Energetische Sanierungsrate rückläufig
Die Deutsche Energie-Agentur schlägt Alarm: Weil nicht genug Gebäude energetisch saniert werden, ist das deutsche Klimaziel in Gefahr. 40 Prozent des Einsparpotentials liegt auf diesem Gebiet, die Politik aber findet keine geeigneten Mittel, dieses zu heben.
Die energetischen Gebäudesanierungen sind 2011 in Deutschland im Vergleich zum Vorjahr um die Hälfte zurückgegangen. Das geht aus einer Erhebung hervor, die die Deutschen Energie-Agentur dena in Berlin vorstellte.
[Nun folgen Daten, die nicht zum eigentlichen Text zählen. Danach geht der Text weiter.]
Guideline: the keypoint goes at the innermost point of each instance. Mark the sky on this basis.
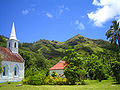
(57, 19)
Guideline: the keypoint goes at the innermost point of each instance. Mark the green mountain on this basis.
(45, 53)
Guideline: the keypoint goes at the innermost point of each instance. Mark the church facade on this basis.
(12, 62)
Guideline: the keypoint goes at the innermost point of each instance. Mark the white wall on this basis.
(57, 71)
(10, 76)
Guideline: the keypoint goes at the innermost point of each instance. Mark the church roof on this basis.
(60, 65)
(13, 35)
(7, 55)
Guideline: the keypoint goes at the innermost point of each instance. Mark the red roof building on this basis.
(60, 65)
(7, 55)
Als Grund sieht die halbstaatliche Beratungsagentur das zu geringe Fördervolumen: So stünden 2011 unter anderem für zinsgünstige Kredite lediglich bis zu 936 Millionen Euro zur Verfügung - deutlich weniger als in den Vorjahren.
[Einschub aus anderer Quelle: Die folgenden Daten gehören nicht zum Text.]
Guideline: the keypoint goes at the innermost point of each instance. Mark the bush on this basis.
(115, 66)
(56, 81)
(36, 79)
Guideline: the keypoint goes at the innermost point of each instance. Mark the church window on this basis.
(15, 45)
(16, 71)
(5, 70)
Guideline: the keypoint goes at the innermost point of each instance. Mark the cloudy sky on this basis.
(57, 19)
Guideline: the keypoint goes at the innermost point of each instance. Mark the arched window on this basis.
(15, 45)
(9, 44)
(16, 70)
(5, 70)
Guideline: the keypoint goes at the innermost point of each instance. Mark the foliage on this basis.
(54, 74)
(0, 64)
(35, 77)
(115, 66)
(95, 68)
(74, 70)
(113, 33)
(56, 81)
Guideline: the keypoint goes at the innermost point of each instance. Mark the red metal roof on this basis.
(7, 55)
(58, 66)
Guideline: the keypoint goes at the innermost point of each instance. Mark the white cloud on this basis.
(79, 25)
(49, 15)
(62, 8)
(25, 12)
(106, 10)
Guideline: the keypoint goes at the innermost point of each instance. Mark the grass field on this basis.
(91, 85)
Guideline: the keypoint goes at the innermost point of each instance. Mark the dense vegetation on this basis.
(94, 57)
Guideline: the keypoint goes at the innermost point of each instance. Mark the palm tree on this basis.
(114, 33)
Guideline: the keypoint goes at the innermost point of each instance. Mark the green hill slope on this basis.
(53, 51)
Gut in der Selbstdarstellung, schlecht bei der Umsetzung: Kampagnemotiv der Regierung zur Wärmedämmung. (Foto: BMVBS)
Zudem gebe es Unklarheit über die gesetzlichen Pläne. "Die Hausbesitzer sind extrem verunsichert und nehmen energetische Sanierungen immer weniger in Angriff", erklärte dena-Chef Stephan Kohler. Der Deutsche Bundestag hatte Ende Juni beschlossen, energetische Sanierungen künftig steuerabzugsfähig zu machen. Ziel dieses Gesetzes ist, die Sanierungsrate auf zwei Prozent des Gebäudebestandes zu verdoppeln - und so das deutsche Klimaziel zu schaffen, bis zum Jahr 2020 40 Prozent weniger Kohlendioxid im Vergleich zu 1990 zu emittieren. Dagegen hatten die Bundesländer im Bundesrat ihr Veto eingelegt: Sie fürchten Steuerausfälle in Milliardenhöhe.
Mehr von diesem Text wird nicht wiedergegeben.